Not entirely clear as to what you are asking. Can you say more?
In general, I've found that report starts with an overview covering such information as:
Census, Capacity, Discharges - completed and upcoming, Admissions - completed and upcoming
Observation levels: 1:1s, 5-minute (or 15-minute) checks, Restraints/Seclusion, Suicide Risk, Self-Harm Risk, Risk of Violence, Elopement Risk, Fall Risk, Mouth Checks, Eating Disorder protocol, I&O
Fingersticks/Diabetics, CIWAs & Detoxes, Seizure Disorders, Coumadin, Clozaril, Critical Labs, LOC/sedation
Then we move on to specific patients and go over
Axis 1, 2 & 3 dx, when admitted and why, status (voluntary or not),
Pt's self-report of Depression, Anxiety, Pain, Sleep, Appetite,
Observation of affect, behavior, participation in unit activities and socialization with peers,
if relevant, evidence of psychosis, SI/SH/HI/AH/VH/PI
primary concerns/issues, health issues, issues requiring follow-up
All of the topics from the general overview as relevant to the individual patient, including relevant lab values, FSBG, CIWA scores, total mg of significant PRNS if relevant (eg detox meds or narcs).

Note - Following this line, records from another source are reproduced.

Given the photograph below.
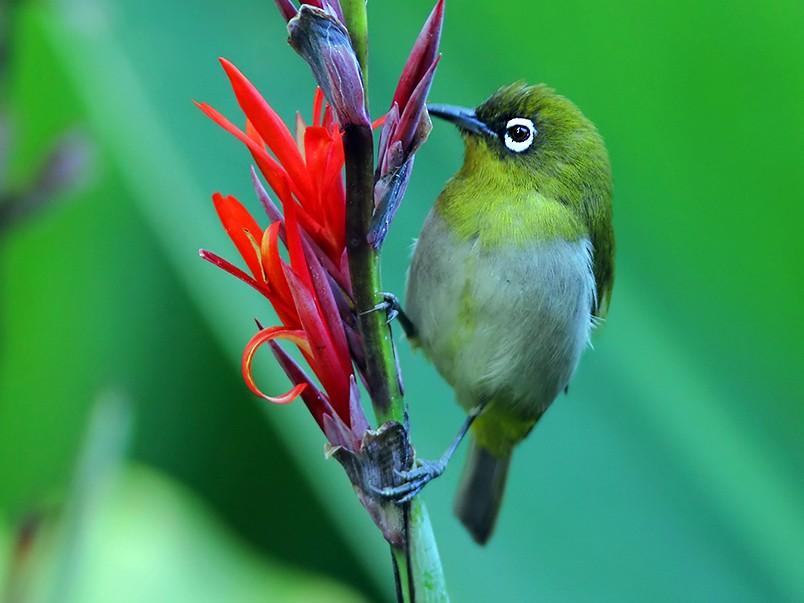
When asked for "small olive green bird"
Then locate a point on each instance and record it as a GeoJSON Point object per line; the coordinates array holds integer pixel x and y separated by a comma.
{"type": "Point", "coordinates": [512, 269]}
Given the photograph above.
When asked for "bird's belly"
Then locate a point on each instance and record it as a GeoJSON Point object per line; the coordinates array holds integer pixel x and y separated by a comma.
{"type": "Point", "coordinates": [505, 324]}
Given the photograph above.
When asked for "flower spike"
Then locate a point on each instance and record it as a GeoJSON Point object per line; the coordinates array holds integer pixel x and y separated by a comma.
{"type": "Point", "coordinates": [323, 41]}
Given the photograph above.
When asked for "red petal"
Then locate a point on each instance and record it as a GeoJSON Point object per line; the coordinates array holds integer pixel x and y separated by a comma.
{"type": "Point", "coordinates": [265, 336]}
{"type": "Point", "coordinates": [238, 224]}
{"type": "Point", "coordinates": [271, 128]}
{"type": "Point", "coordinates": [326, 362]}
{"type": "Point", "coordinates": [421, 56]}
{"type": "Point", "coordinates": [218, 261]}
{"type": "Point", "coordinates": [274, 173]}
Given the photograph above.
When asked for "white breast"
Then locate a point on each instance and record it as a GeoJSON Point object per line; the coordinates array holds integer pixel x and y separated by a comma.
{"type": "Point", "coordinates": [502, 323]}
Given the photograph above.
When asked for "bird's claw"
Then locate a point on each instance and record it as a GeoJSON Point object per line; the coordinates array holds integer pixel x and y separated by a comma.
{"type": "Point", "coordinates": [389, 304]}
{"type": "Point", "coordinates": [412, 481]}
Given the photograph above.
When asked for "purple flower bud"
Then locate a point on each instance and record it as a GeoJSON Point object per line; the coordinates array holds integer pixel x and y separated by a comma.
{"type": "Point", "coordinates": [322, 40]}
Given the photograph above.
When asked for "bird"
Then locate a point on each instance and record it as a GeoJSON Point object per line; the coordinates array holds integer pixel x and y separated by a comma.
{"type": "Point", "coordinates": [513, 268]}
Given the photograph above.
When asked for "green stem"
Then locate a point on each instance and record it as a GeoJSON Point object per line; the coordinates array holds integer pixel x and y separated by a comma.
{"type": "Point", "coordinates": [417, 565]}
{"type": "Point", "coordinates": [364, 266]}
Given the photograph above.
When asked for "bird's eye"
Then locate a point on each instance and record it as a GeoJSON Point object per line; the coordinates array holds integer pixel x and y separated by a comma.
{"type": "Point", "coordinates": [519, 134]}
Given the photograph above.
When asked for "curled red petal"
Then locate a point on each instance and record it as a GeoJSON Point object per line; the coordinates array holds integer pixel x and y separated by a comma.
{"type": "Point", "coordinates": [264, 336]}
{"type": "Point", "coordinates": [239, 223]}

I find it helpful to make up a grid - one for the overview and one for each individual patient, so that the objective information can be filled out, photocopied and handed out at report, thereby allowing the time at report to be spent on the more subjective information and the details/explanations, which are better passed on verbally.
Is this what you were looking for? Hope it helps.